Originally published in Bridge Design & Engineering, www.bridgeweb.com | ISSUE 83 | 2016. Click the image above for article PDF.
Nearly every major bridge design these days includes a shared-use path for walkers and cyclists. But the growing volume of commuters has also created challenges for bridge owners with existing structures. More foot traffic dictates shared spaces with requirements for clear widths up to 4.6m. The impact of this on loading has prompted owners and engineers to seek alternatives to conventional materials like concrete. A number of communities have begun adopting fibre-reinforced polymer systems for cantilever footpaths, first used on the Art Deco Tower Bridge in Sacramento, California almost a decade ago.
“Even if a vehicle bridge has a footpath, it’s typically just 900mm wide; too narrow to safely support modern volumes of bicycle and pedestrian traffic,” says Scott Reeve, president of Composite Advantage. “Dead load weight limits rule out wider concrete footways and installing a separate bridge is costly.”
Fiberspan deck panels which are produced by Composite Advantage weigh between 0.2kN/m2 and 0.4kN/m2, an 80% weight saving when compared to reinforced concrete decking. The entire system consisting of stringers, deck and railing can weigh as little as 0.6kN/m2. The support is typically gussets that act as floor beams at diaphragms or trusses or extension at piers providing for a mini superstructure. Railing attaches directly to the FRP decking. Components are prefabricated for accelerated construction and lower installation costs. Functional features like a cross-slope, non-slip wear surface, drainage scuppers, grating, curbs, light posts supports and electrical boxes are added during shop fabrication. Lower life cycle costs and zero maintenance make the system attractive.
“A lot of bridges are good candidates for an FRP cantilever,” notes Reeve. “Structures with small concrete footways are typically attached with supports to the exterior girders or trusses.
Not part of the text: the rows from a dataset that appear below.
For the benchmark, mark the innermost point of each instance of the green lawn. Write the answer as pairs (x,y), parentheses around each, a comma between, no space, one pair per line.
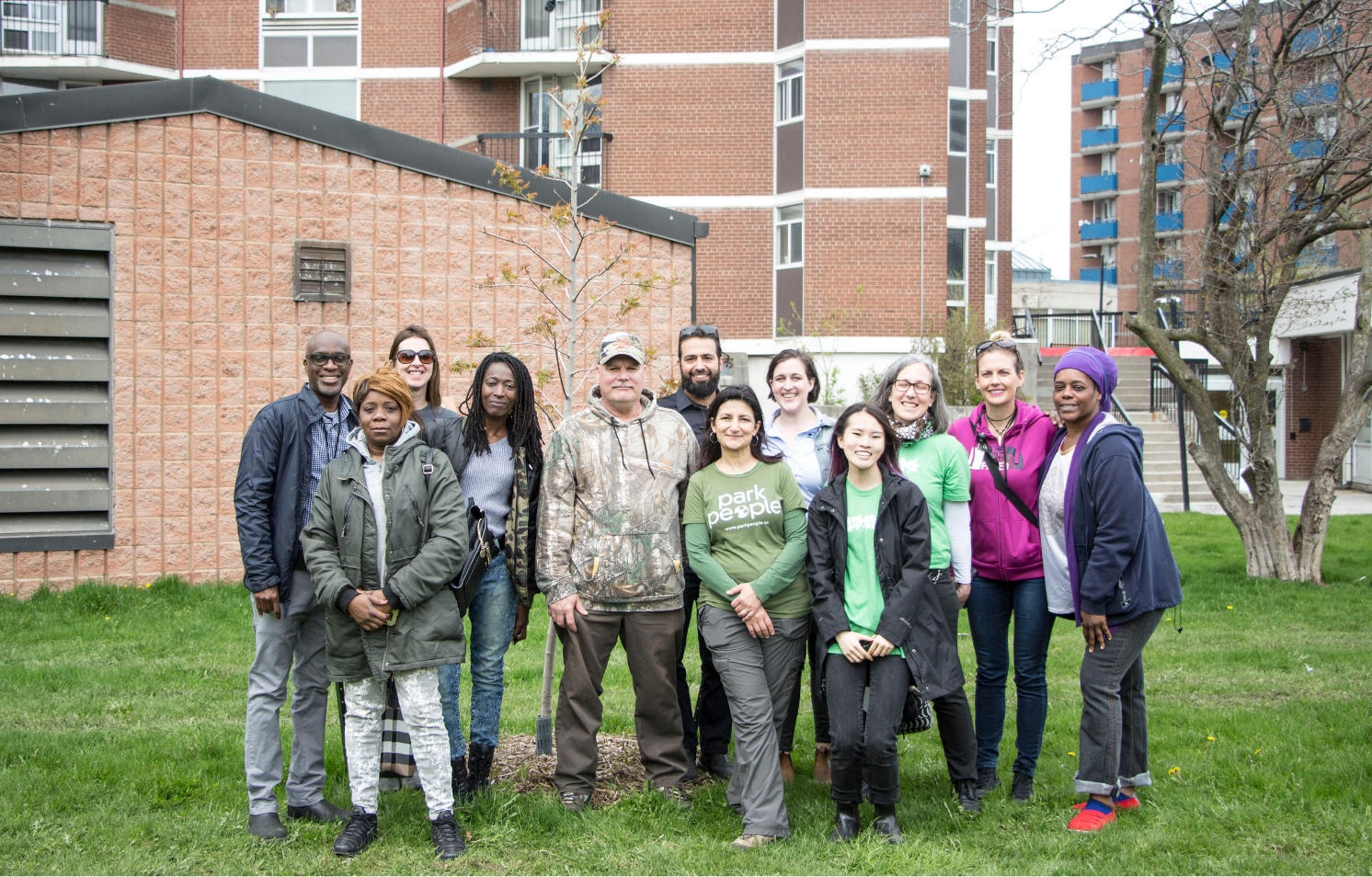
(121,738)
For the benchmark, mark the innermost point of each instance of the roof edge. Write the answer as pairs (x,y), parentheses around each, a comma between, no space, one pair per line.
(145,100)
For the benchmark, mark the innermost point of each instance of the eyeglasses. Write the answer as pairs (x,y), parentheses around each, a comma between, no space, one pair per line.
(1004,343)
(904,386)
(337,359)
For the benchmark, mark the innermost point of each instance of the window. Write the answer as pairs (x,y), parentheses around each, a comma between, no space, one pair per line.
(791,235)
(956,268)
(791,91)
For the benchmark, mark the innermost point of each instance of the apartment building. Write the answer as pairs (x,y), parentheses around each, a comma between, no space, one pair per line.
(850,159)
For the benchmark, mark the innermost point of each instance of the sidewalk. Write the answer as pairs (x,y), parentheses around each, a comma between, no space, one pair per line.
(1344,501)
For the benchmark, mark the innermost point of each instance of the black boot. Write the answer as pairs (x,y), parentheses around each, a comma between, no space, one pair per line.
(462,781)
(479,769)
(886,824)
(357,835)
(845,824)
(448,836)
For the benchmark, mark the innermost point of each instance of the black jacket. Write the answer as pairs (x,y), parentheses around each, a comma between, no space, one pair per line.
(912,618)
(272,473)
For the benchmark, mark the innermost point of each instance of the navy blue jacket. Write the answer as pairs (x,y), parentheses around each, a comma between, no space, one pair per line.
(272,473)
(1123,551)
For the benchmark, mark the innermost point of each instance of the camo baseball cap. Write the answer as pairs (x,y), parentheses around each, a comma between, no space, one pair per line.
(622,345)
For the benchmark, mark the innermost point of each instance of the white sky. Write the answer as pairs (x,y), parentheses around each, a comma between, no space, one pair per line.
(1043,119)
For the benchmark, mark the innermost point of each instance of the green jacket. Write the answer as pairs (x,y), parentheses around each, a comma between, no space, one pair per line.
(521,525)
(426,546)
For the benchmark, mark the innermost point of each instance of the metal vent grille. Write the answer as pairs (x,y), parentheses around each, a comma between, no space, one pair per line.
(323,270)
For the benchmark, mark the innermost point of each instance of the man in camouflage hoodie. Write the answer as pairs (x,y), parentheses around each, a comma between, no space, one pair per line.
(610,564)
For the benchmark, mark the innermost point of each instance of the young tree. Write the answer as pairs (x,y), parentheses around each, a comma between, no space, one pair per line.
(1280,92)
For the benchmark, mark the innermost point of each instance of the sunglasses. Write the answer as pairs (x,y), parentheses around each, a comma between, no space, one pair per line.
(337,359)
(1004,343)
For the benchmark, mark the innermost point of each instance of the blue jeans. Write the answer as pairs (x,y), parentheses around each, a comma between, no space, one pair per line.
(493,625)
(989,609)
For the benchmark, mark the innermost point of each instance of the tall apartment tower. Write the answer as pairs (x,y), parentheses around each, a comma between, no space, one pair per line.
(850,156)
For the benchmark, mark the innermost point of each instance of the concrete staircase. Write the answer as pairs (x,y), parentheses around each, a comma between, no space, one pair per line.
(1160,445)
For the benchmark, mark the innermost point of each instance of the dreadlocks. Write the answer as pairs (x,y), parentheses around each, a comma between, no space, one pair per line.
(523,420)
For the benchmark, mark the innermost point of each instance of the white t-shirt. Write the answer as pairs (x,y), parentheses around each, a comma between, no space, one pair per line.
(1053,534)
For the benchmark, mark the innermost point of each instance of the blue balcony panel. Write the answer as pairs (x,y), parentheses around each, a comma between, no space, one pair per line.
(1172,173)
(1099,183)
(1098,91)
(1099,136)
(1168,222)
(1095,231)
(1166,269)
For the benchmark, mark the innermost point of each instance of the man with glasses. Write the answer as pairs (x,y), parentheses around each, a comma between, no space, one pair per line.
(284,453)
(700,357)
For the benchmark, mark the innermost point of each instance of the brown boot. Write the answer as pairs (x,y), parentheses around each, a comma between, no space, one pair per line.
(822,763)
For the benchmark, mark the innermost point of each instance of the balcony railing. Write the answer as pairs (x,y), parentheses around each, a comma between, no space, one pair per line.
(1099,183)
(70,28)
(527,25)
(1096,231)
(1099,91)
(1168,222)
(1099,136)
(537,150)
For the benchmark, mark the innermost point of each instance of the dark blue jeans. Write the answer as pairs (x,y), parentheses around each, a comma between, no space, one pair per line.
(989,609)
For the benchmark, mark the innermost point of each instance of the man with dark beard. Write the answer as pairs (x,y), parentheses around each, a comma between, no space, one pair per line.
(700,357)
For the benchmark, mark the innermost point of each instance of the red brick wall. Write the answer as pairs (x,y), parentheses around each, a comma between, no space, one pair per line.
(1319,370)
(205,216)
(139,36)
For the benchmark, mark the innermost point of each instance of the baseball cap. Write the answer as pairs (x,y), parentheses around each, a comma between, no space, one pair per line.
(622,345)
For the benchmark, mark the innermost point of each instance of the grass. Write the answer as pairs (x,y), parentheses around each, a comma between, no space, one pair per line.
(121,737)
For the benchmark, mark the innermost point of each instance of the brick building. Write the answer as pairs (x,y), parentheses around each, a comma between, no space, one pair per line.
(831,146)
(165,251)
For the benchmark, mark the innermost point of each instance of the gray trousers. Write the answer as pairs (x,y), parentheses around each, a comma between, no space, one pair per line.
(759,677)
(1115,717)
(297,637)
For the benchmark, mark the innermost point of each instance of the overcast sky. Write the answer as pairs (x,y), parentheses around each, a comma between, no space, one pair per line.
(1043,119)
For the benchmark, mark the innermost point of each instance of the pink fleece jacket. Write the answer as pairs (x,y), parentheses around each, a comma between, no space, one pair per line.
(1004,545)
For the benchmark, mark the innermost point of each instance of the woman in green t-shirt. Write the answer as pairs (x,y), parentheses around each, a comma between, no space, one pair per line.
(745,538)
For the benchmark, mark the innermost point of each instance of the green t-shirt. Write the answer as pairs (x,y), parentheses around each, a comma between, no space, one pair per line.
(862,584)
(939,467)
(745,515)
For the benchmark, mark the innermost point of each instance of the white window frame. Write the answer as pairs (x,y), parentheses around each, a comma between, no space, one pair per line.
(778,224)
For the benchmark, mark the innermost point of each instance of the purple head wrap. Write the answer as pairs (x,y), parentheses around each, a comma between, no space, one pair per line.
(1096,365)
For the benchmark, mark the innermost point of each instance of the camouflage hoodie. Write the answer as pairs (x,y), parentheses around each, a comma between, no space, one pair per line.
(610,518)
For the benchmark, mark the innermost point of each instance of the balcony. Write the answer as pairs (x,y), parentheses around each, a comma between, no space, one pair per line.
(521,38)
(534,150)
(1099,183)
(1104,89)
(1096,138)
(1171,75)
(1166,269)
(1172,173)
(1101,231)
(1165,222)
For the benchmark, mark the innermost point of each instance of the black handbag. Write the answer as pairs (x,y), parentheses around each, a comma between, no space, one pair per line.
(483,549)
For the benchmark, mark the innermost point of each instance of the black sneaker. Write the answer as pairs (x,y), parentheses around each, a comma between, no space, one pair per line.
(357,835)
(967,795)
(448,836)
(987,780)
(1023,788)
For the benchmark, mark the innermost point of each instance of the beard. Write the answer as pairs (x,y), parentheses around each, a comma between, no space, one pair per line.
(703,386)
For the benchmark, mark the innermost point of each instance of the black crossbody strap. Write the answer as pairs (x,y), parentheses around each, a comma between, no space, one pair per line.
(1001,484)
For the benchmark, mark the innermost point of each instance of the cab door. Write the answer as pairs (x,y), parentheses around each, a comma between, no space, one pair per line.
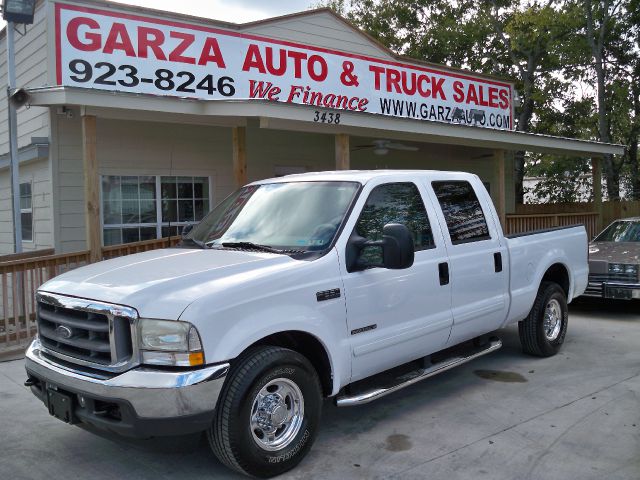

That makes it easier to calculate whether or not the bridge has the structural capacity to handle the increased live load. On a wider FRP footpath with little dead load, the combined load may actually be less on a vehicle bridge than the original concrete footpath dead load plus narrow width live load. Basically, you can minimize dead load with FRP, build a wider footpath and accommodate more people.”
The Wilson-Burt Bridge in Niagara County, New York, has benefitted from this technology. This 135m-long bridge over Eighteen Mile Creek was flagged as unsafe in 2008 by the Department of Transportation. As an interim measure, the county spent US$400,000 on repairing a broken pier and the bridge was closed again in 2014 for a total rehabilitation project with a budget of US$4.2 million, including a new, wider footway.
“The footpath was old; crumbling from wear and tear and it was too narrow to support modern traffic requirements,” says Reeve. “Our lightweight Fiberspan product made it possible for designers to increase clear footpath width to 1.7m and maintain a combined load less than the original weight.”
The cantilever footway was designed to support a live load of 4kN/m2 while minimising deflections to less than 6mm, and handling a temperature differential of 38°C. Twenty prefabricated footway panels were delivered for installation on floor beams. For the increased width, W8 beams were bolted on top of the original, short beams extending perpendicular from the exterior girders. The footway panels were manufactured with a 1.76% cross-slope top surface for water drainage; an easier and more cost-effective approach than sloping support beams or installing shims. The 6.7m-long panels have a shop-applied non-slip surface. Steel connection points were embedded in the deck to attach the railing directly to the footway panels and internal steel members provide the right material for concentrated loads. The new 1.7m-wide, 135m-long cantilever footpath was reopened at the end of last year.
There are situations where adding a cantilever footway may not be appropriate. Owners considering it will first need to look at the structure’s original calculations to determine if the bridge has the capacity to handle additional live load. A bridge inspection may also be required to evaluate condition and verify strength calculations. If the footway is to be assembled on one side of a movable bridge, engineers also have to consider the effects of torsion. An extreme example might be a movable bridge in an urban area where full live load is reached during special events. There may be limits to how much increased live load a suspended bridge component can handle.
“If there is no existing footpath, the required additional live load may also limit its width,” Reeve says. “For example, a 4.6m-wide shared space may be desired but load safety factors won’t allow. Without an existing footpath, a new support structure must be attached to the exterior girders or trusses. Connecting to steel girders is simpler than connecting to concrete girders.”
“For bridge owners it really comes down to this,” explains Reeve. “If a bridge doesn’t have a footway or can’t take the additional load, it may be more cost-effective to construct a new pedestrian bridge. However, if the pedestrian crossing is longer than 61m, and the bridge will need additional piers in the water to support the span, this can become very expensive. What we’re finding in the field is that the majority of bridges can accommodate a lightweight cantilever sidewalk."